Just so everyone is perfectly clear, I make sure to sit down and spend time playing each week's games before writing my recommendations. I'm pretty sure I'm the only one doing this, if the VC reviews on the main websites are any indication. Of course, there's also nostalgia and long-supressed memories to fall back upon. I just want to make sure that you have the best information available to you, when choosing which retro games are worth your hard-earned money.

All of which is a long way of saying that this week is a complete and total waste. These games aren't ever acceptable for free - paying five dollars for them is practically criminal. Avoid at all costs. Don't you still have all those Christmas games to play through? Don't get greedy!

Baseball - Nintendo for NES - 2/10

There are over a dozen baseball games released on the NES, and pretty much all of them are superior to Nintendo's 1984 Baseball game. So what's the deal, here?

I don't think this was a bad game when it was new. Compared to the sports games on Atari 2600 and Intellivision and Colecovision, this was pretty good. The baseball players look fairly detailed, some nice poses. The umpires appear to make calls, which was still a new novelty. And to the game's credit, the pitcher/batter battles are somewhat competent.

Here's where everything goes sour. I don't think you can control your fielders. If you can, I could never figure it out. They're moving on their own. And they waddle. Very. Slowly. Knock the ball into the outfield, and you can sleepwalk to second or third base before the fielders even reach the ball. Huh?

I thought Japan was really into baseball? What gives? The only group of losers in existence who've never seen a baseball game, and they're working at Nintendo.

Oh, and the animation is non-existent, closer to the Game & Watch style of jilted still poses. Again, very very slow. The audio is limited to one cheap melody that plays during home runs, and that Atari 2600 white noise that passes for a crowd.

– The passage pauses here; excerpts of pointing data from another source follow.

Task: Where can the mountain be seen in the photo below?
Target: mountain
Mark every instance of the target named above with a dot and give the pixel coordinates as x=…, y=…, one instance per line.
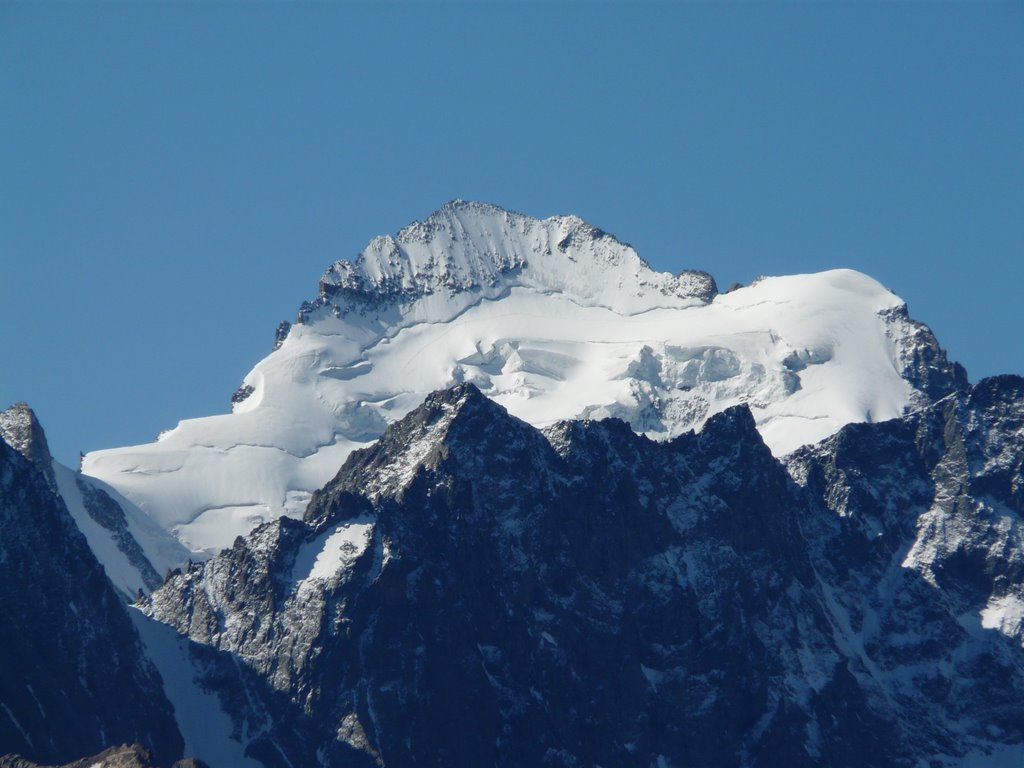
x=75, y=678
x=552, y=318
x=473, y=591
x=505, y=496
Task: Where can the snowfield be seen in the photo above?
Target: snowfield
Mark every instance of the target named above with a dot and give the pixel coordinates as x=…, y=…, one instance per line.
x=553, y=320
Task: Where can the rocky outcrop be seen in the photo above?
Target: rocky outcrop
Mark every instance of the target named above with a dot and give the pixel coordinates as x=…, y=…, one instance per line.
x=471, y=591
x=126, y=756
x=74, y=678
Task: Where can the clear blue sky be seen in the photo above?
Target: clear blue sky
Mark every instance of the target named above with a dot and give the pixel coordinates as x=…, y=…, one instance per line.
x=175, y=176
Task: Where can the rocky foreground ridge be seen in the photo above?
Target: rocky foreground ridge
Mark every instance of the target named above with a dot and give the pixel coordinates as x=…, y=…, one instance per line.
x=505, y=496
x=472, y=591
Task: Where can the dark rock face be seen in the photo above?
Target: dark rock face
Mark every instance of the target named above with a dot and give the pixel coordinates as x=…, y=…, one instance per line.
x=921, y=359
x=74, y=678
x=20, y=429
x=914, y=531
x=470, y=591
x=126, y=756
x=109, y=513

This is clearly among the very worst NES games. I'd say it's a hair better than Tennis and Soccer, if just because of the batting. That was the only moment of grace; the rest of this game is stuck somewhere in the sixth circle of hell.

Urban Champion - Nintendo for NES - 3/10

Here's a perfect example to see if the writers have actually played any of these classic games. Check their write-up on Urban Champion, and observe if the game itself is ever addressed, or if it's merely a nostalgic spin on the later fighting genre. Well, Street Fighter, that was a popular game. Here's a fighting game from many years earlier. It must be good. Right?

Please. Spare me. The first time I played Urban Champion was in the dorms at St. Scholastica fifteen years ago. I was convinced that it was the worst NES game ever made and never touched it again. Until now, when getting ready to write about it for the VC release.

I don't think this is the worst NES game ever made. Which is to really say that I've since then discovered many games that were inexplicably worse. Urban Champion still sucks. It really sucks when you discover that all you have to do is just start bashing our stomach punches and pushing forward. Even worse when you discover that there really is no level progression, only one faceless goon after another, except the later ones learn how to block.

Urban Champion was a pointless, boring game then, and it's even more pointless and boring today. It does have atmosphere - I'll give it that - but what good does that do when the game itself runs for thirty seconds? The emergence of Street Fighter 2 has nothing to do with this turkey, and anyone who tries to make a claim for some "lost classic" is a fool.